WikiLeaks Releases Alleged Documents on CIA Hacking
WikiLeaks released thousands of documents that it said described the sophisticated software tools the Central Intelligence Agency uses to break into smartphones, computers and even internet-connected televisions, on Tuesday March 7.
The documents, which have not been confirmed as authentic to the CIA, include 7,818 web pages with 942 attachments, WikiLeaks said. The group has named the collection of released documents, “Vault 7.”
The source of the documents was not named, although it did say that Vault 7 had been “circulated among former U.S. government hackers and contractors in an unauthorized manner, one of whom has provided WikiLeaks with portions of the archive.”
The documents are dated from 2013 to 2016 and WikiLeaks has described them as “the largest ever publication of confidential documents on the agency.”
On Tuesday, a former intelligence officer who reviewed the documents said some of the code names for CIA programs, an organization chart and the description of a CIA hacking base seemed to be genuine.
Information released in these documents hint that CIA agents and allied intelligence services have been able to bypass encryption on popular phone and messaging services such as Signal, WhatsApp and Telegram.
In addition to the encryption hack, the documents also talk of a program code-named, “Weeping Angel” which uses a Samsung smart TV as covert listening devices.

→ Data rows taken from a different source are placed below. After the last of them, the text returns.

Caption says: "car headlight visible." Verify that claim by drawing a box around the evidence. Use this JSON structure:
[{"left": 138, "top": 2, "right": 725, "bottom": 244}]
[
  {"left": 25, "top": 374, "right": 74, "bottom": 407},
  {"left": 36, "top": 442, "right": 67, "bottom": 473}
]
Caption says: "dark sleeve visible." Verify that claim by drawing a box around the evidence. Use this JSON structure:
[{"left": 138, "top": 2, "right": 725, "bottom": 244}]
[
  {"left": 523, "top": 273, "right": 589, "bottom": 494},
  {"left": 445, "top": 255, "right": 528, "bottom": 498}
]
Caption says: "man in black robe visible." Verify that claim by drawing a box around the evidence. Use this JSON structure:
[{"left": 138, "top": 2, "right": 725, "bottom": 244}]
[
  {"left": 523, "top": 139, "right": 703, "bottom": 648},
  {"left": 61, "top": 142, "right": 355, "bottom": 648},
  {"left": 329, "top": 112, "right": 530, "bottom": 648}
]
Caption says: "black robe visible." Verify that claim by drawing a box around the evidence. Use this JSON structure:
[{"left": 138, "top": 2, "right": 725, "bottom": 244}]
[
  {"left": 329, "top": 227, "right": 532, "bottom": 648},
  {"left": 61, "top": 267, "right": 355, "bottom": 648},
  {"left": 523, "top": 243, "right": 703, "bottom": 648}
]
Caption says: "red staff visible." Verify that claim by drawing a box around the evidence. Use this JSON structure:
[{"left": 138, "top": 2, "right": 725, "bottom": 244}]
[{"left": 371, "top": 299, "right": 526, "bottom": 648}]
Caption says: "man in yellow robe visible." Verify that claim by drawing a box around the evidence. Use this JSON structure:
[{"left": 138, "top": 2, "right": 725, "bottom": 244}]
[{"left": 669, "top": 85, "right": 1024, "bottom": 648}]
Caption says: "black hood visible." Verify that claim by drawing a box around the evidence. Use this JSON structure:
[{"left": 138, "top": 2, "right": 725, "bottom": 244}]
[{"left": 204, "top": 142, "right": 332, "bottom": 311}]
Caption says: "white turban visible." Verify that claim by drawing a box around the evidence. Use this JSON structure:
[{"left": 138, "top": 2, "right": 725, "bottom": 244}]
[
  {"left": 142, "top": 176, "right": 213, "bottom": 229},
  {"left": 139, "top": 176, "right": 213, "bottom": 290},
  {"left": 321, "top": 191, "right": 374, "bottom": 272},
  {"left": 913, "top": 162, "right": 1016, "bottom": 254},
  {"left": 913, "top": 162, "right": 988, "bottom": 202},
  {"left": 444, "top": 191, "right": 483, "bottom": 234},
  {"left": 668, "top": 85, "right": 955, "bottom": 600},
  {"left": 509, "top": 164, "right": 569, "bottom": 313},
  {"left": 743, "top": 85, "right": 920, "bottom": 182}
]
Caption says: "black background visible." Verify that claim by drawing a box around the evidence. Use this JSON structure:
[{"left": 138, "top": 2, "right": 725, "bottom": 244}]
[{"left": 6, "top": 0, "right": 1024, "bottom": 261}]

According to the WikiLeaks documents, even when the TV appears to be turned off, it is still on and listening to the conversations around it to send to CIA servers. The release said this program was created in cooperation with British intelligence.
Another program detailed in the documents is Umbrage, a voluminous library of cyberattack techniques that the CIA has collected from malware produced by other countries. Based on the leaked documents, CIA agents are able to mask the origin of some of its cyberattacks and confuse forensic investigators.
If proven to be authentic, the Vault 7 archive will fall into the same category as the biggest leaks of classified information in recent years, including the quarter million diplomatic cables taken by Chelsea Manning, the former Amry intelligence anyalyst and given to WikiLeaks in 2010, and the hundreds of thousands of documents taken from the National Security Agency by Edward Snowden and given to journalists in 2013.